The expression patterns of five genes (PsGA20ox1, PsGA20ox2, PsGA3ox1, PsGA2ox1, and PsGA2ox2) encoding five regulatory gibberellin (GA) biosynthesis enzymes (two GA 20-oxidases, a GA 3beta-hydroxylase, and two GA 2beta-hydroxylases) were examined to gain insight into how these genes coordinate GA biosynthesis during germination and early postgermination stages of the large-seeded dicotyledonous plant pea (Pisum sativum). At the time the developing embryo fills the seed coat, high mRNA levels of PsGA20ox2 (primarily responsible for conversion of C20-GAs to GA(20)), PsGA2ox1 (primarily responsible for conversion of GA(20) to GA(29)), and PsGA2ox2 (primarily responsible for conversion of GA(1) to GA(8)) were detected in the seeds, along with high GA(20) and GA(29) levels, the enzymatic products of these genes. Embryo maturation was accompanied by a large reduction in PsGA20ox2 and PsGA2ox1 mRNA and lower GA(20) and GA(29) levels. However, PsGA2ox2 transcripts remained high.
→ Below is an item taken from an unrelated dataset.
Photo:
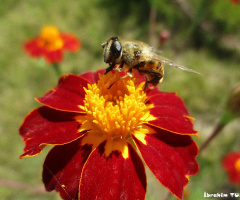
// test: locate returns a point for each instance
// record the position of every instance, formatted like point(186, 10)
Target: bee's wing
point(153, 54)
Following seed imbibition, GA(20) levels in the cotyledons decreased, while PsGA3ox1 mRNA and GA(1) levels increased, implying that GA(20) was being used for de novo synthesis of GA(1). The presence of the embryo axis was required for stimulation of cotyledonary GA(1) synthesis at the mRNA and enzyme activity levels. As the embryo axis doubled in size, PsGA20ox1 and PsGA3ox1 transcripts increased, both GA(1) and GA(8) were detectable, PsGA2ox2 transcripts decreased, and PsGA2ox1 transcripts remained low. Cotyledonary-, root-, and shoot-specific expression of these GA biosynthesis genes and the resultant endogenous GA profiles support a key role for de novo GA biosynthesis in each organ during germination and early seedling growth of pea.